Problem 5: There is some correlation coefficient that was given to tell whether the variables are positive or negative?
0.69
0.42
-0.23
-0.99
Solution:
The given correlation coefficient is as follows:
0.64
0.46
-0.29
-0.95
Tell whether the relationship is negative or positive
0.64
The relationship between the variables is a strong positive relationship
0.46
The relationship between the variables is a strong positive relationship
-0.29
The relationship between the variables is a weak negative relationship
-0.95
The relationship between the variables is a very strong negative relationship.
Problem 6: Calculate the correlation coefficient for the following data:
X = 10, 13, 15 ,17 ,19
and
Y = 5,10,15,20,25.
Solution:
Given variables are,
X = 10, 13, 15 ,17 ,19
and
Y = 5,10,15,20,25.
To, find the correlation coefficient of the following variables Firstly a table is to be constructed as follows, to get the values required in the formula also add all the values in the columns to get the values used in the formula.
X | Y | XY | X² | Y² |
10 | 5 | 50 | 100 | 25 |
13 | 10 | 130 | 169 | 100 |
15 | 15 | 225 | 225 | 225 |
17 | 20 | 340 | 289 | 400 |
19 | 25 | 475 | 361 | 625 |
∑74 | ∑75 | ∑1103 | ∑1144 | ∑1375 |
∑xy= 1103
∑x=74
∑y=75
∑x² =1144
∑y² =1375
n =5
Put all the values in the Pearson’s correlation coefficient formula:-
R= n(∑xy) – (∑x)(∑y) / √ [n∑x²-(∑x)²][n∑y²-(∑y)²
R= 5(1103) – (74)(75) / √ [5(1144)-(74)²][5(1375)-(75)²]
R= -35 / √[244][1250]
R= -35/552.26
R=0.0633
It shows that the relationship between the variables of the data is a negligible relationship.

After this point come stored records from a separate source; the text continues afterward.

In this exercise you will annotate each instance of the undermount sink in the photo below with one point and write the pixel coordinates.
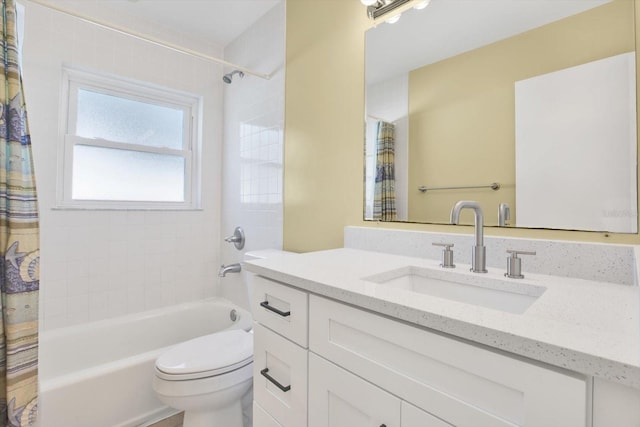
(512, 296)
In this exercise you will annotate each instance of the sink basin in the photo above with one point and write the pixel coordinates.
(512, 296)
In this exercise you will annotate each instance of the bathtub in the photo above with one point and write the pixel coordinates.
(99, 374)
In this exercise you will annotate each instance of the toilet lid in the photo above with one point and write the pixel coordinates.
(212, 354)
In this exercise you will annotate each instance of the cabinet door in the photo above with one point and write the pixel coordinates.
(464, 384)
(414, 417)
(261, 418)
(338, 398)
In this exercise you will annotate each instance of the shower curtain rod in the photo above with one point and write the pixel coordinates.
(152, 40)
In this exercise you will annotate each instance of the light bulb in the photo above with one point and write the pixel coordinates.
(393, 19)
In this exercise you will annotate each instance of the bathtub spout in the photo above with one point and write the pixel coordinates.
(231, 268)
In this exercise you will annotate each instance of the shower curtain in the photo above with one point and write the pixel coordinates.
(19, 243)
(384, 200)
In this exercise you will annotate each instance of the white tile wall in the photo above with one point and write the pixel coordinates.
(100, 264)
(253, 145)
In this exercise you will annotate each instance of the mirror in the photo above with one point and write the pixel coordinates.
(526, 104)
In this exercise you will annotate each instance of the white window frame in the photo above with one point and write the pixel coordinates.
(75, 80)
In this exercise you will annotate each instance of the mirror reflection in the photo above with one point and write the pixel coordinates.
(527, 107)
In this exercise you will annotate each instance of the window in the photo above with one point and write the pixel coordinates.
(128, 145)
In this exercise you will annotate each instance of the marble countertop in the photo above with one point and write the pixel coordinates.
(584, 326)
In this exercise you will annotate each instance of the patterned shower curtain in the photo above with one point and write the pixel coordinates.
(19, 243)
(384, 200)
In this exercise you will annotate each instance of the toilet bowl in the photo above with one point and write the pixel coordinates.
(207, 377)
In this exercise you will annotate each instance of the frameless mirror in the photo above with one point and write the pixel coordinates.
(520, 104)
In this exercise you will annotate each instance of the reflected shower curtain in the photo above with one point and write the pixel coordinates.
(19, 243)
(384, 200)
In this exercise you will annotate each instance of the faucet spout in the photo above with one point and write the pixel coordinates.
(478, 261)
(231, 268)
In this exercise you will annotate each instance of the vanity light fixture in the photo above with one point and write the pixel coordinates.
(422, 4)
(377, 8)
(393, 19)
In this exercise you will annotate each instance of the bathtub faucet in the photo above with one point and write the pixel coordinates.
(231, 268)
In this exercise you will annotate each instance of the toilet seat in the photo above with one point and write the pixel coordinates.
(207, 356)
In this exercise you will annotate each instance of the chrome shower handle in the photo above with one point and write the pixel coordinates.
(237, 238)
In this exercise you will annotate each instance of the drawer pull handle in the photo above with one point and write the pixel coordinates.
(266, 305)
(265, 374)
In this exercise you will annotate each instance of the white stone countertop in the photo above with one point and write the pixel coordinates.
(584, 326)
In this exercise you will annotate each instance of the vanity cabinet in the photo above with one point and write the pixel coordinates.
(459, 383)
(280, 354)
(343, 366)
(338, 398)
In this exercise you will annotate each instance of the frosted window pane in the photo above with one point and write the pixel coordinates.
(124, 120)
(111, 174)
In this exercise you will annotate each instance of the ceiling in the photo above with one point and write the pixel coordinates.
(215, 21)
(450, 27)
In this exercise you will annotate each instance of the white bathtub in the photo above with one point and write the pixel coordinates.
(99, 374)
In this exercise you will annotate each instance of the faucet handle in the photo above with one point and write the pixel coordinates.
(447, 255)
(514, 264)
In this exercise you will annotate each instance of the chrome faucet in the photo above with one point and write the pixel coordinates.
(478, 261)
(231, 268)
(504, 214)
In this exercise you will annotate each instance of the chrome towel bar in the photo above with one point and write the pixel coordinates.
(494, 186)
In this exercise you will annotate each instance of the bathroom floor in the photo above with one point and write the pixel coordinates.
(174, 421)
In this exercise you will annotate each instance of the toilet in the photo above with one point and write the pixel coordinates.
(207, 377)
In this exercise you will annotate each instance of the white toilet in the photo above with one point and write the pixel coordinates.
(206, 378)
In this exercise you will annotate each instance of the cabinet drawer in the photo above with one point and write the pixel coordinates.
(282, 309)
(280, 377)
(465, 385)
(261, 418)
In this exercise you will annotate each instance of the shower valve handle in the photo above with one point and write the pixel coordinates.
(237, 238)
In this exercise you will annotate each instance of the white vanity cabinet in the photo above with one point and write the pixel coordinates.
(456, 383)
(280, 354)
(343, 366)
(338, 398)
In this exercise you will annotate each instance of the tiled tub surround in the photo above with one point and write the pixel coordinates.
(591, 261)
(590, 327)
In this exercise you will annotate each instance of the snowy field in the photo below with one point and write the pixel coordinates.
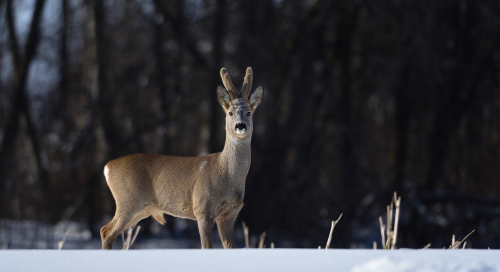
(428, 260)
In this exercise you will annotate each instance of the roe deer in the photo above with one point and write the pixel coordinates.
(206, 189)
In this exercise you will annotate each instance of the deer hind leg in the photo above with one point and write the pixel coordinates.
(226, 230)
(120, 222)
(205, 226)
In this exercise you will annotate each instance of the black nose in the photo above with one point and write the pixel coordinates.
(241, 126)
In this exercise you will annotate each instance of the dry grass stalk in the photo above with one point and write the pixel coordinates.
(129, 241)
(245, 235)
(456, 244)
(334, 223)
(389, 236)
(261, 240)
(61, 243)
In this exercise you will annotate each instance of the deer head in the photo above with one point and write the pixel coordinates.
(239, 106)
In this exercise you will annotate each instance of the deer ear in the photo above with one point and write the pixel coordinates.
(256, 97)
(223, 97)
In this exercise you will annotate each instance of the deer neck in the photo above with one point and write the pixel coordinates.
(236, 156)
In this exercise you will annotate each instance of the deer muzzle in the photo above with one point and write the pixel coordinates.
(240, 128)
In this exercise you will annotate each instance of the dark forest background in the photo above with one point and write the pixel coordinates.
(362, 98)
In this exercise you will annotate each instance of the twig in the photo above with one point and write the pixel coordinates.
(245, 234)
(397, 202)
(382, 231)
(261, 240)
(389, 236)
(456, 244)
(334, 223)
(61, 243)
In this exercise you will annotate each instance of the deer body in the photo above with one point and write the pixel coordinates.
(207, 188)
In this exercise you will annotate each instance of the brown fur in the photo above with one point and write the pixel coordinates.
(208, 188)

Problem 7: Find the value of the correlation coefficient from the following table:
SUBJECT | AGE X | Weight Y |
1 | 40 | 99 |
2 | 25 | 79 |
3 | 22 | 69 |
4 | 54 | 89 |
Solution:
SUBJECT | AGE X | Weight Y | XY | X² | Y² |
1 | 40 | 99 | 3960 | 1600 | 9801 |
2 | 25 | 79 | 1975 | 625 | 6241 |
3 | 22 | 69 | 1518 | 484 | 4761 |
4 | 54 | 89 | 4806 | 2916 | 7921 |
∑ | 151 | 336 | 12259 | 5625 | 28724 |
∑xy= 12258
∑x=151
∑y=336
∑x² =5625
∑y² 28724
n =4
Put all the values in the Pearson’s correlation coefficient formula:-
R= n(∑xy) – (∑x)(∑y) / √ [n∑x²-(∑x)²][n∑y²-(∑y)²
R= 4(12258) – (151)(336) / √ [4(5625)-(151)²][4(28724)-(336)²]
R= -1704 / √ [-301][-2000]
R=-1704/775.886
R=-2.1961
It shows that the relationship between the variables of the data is a very strong negative relationship.